COMMUNITY COMPASS: Spring Bazaar raises funds for community center

EXPATS UNITE About half of 34 booths were manned by foreigners, offering a wide variety of jewelry and crafts

By Jenny W. hsu  /  STAFF REPORTER


More than 200 people visited the Community Services Center’s annual Spring Bazaar at the Howard Plaza last Tuesday.

The hotel’s lobby was transformed into a bustling marketplace for the fundraiser, with booths selling homemade trinkets and treasures from afar.

Paula Chen, who came up with the idea for the event, said the bazaar was an opportunity for expatriates to have fun and help raise money for the center.

About half of the 34 booths were manned by expatriates, eager to showcase their products, ranging from jewelry and other handicrafts to clothes and gemstones.

Michele Tang, a Singaporean who grew up in the US and has lived in Taiwan for seven years, set up a booth featuring handmade essentials for children and mothers, including nursing aprons, kids’ clothing and other products.

“I get most of my inspiration from my seven-year-old son,” Tang said.


Tine Jensen, from Denmark, who creates a variety of sewn handicrafts, set up a table with small tote bags, pouches and wallets, all hand-stitched and made with fabrics she finds in Taiwan.

At the other corner of the bazaar was Marie-Louise Ekberg from Sweden, who also uses local materials for her jewelry.

Ekberg started her own business, Formosa Smycken, using the Swedish word for jewelry.

She included the word Formosa in the company name because “this is where I buy all my beads and there is where I started my business,” she said.

Other booths included overseas products from businesses owned by expatriates or items expatriates had picked up during their travels.

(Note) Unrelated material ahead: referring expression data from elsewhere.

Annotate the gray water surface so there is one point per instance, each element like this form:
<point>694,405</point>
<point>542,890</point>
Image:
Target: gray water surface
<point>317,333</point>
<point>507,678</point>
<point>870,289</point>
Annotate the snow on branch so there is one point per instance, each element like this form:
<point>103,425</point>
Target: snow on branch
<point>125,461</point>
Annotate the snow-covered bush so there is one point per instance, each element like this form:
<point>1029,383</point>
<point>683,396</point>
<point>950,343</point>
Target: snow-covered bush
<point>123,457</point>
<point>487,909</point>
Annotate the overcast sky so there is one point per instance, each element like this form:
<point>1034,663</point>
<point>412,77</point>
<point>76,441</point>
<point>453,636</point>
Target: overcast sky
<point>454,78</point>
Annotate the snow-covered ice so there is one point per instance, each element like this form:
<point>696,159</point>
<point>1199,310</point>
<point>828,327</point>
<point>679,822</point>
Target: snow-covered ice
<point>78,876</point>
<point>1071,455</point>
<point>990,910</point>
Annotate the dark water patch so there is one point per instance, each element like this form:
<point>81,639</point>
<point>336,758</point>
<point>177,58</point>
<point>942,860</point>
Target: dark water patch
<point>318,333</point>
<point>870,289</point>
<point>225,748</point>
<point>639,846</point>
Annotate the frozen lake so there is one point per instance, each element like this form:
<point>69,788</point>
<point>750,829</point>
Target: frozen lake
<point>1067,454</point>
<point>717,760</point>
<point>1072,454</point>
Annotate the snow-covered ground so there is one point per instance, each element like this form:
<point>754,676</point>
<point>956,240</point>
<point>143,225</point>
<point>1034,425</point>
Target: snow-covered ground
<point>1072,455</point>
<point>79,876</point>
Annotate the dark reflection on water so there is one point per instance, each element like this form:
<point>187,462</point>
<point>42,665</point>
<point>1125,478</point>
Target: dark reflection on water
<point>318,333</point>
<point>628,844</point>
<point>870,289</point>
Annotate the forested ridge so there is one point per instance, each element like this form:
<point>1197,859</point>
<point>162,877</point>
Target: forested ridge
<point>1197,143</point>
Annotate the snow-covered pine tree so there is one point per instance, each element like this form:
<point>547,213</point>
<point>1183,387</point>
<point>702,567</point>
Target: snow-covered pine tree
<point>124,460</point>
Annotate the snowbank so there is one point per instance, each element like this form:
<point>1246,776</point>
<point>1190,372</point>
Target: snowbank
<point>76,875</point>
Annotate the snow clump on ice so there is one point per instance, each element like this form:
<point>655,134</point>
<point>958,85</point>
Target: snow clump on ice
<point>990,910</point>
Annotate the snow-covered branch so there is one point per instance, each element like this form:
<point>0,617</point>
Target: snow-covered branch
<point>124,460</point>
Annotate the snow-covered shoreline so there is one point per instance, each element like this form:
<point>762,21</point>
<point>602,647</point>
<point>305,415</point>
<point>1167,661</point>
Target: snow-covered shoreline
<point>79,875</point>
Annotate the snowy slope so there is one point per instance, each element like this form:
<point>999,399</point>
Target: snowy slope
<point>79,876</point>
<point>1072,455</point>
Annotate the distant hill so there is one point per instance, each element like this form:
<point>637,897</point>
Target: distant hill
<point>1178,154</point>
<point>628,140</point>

The Spring Bazaar is one of the few fundraising events organized by the center, Chen said. It doesn’t pull in much money for the center’s operations, however, because most of the profits from ticket sales go to the hotel and food for the event, she said.


The center’s biggest fundraiser is its annual charity dinner and auction every September, she said. Last year, the auction brought in more than NT$2.3 million (US$67,000).

The center is a non-profit organization whose goal is to provide counseling and other forms of support for the foreign community.

A list of upcoming activities and events, along with information about counseling services can be found at the center’s Web site, www.community.com.tw.